Rigidity theory is a body of mathematics developed to aid in designing structures. Consider a scaffolding that is constructed by bolting together rods and beams. The ultimate question is: "Is the scaffolding sturdy enough to hold the workers and their equipment?" There are several features of the structure that have to be considered in answering this question. The rods and beams have to be strong enough to hold the weight of the workers and their equipment, and to withstand a variety of stresses. Also important in determining the strength of the scaffolding is the way the rods and beams are put together. And, although the bolts at the joints must hold the scaffolding together, they are not expected to prevent the rods and beams from rotating about the joints. So, ultimately, the sturdiness of the scaffolding depends on the way it is braced. Just how to design a properly braced scaffolding (or the structural skeleton of any structure) is the problem that motivates rigidity theory.

The purpose of this book is to develop a mathematical model for rigidity.

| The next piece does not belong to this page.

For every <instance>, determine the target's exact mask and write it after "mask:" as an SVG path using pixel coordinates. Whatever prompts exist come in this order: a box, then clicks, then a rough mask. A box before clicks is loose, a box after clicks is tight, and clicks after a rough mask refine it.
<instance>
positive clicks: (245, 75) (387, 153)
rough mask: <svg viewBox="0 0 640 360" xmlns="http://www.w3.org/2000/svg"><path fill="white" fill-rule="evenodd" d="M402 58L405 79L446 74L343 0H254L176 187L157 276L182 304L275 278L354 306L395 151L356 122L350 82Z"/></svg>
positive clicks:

Three distinct models are developed. The structures studied in these models, are represented by a framework: a configuration of straight line segments joined together at their end points. It is assumed that the joints are flexible and a question is posed that asks if the configuration can be deformed without changing the lengths of the segments. A triangle is a simple rigid framework in the plane while the square is not rigid - it deforms into a rhombus The first model presented here is for rigidity, the degrees of freedom model, is very intuitive and very easy to use with small frameworks. But, at the outset, this model lacks a rigorous foundation and actually fails to give a correct prediction in some cases. The next model is based on systems of quadratic equations: each segment yielding the quadratic equation which states that the distance between the joints at the end of the segment must equal the length of the segment. It is easy to see that this model will give the correct answer to our question in all cases. Hence, this is the standard model of rigidity. Unfortunately, this model is not so easy to use even with small frameworks. The third model constructed is equally accurate but is based on a slightly different definition of rigidity, called infinitesimal rigidity. In this model, the quadratic equations are replaced with linear equations and it is, therefore, much easier to use. Ultimately we show that all three models agree except for very few very special frameworks. The final chapter of the book is devoted to using these models to understand the structure of linkages, geodesic domes and tense grity structures.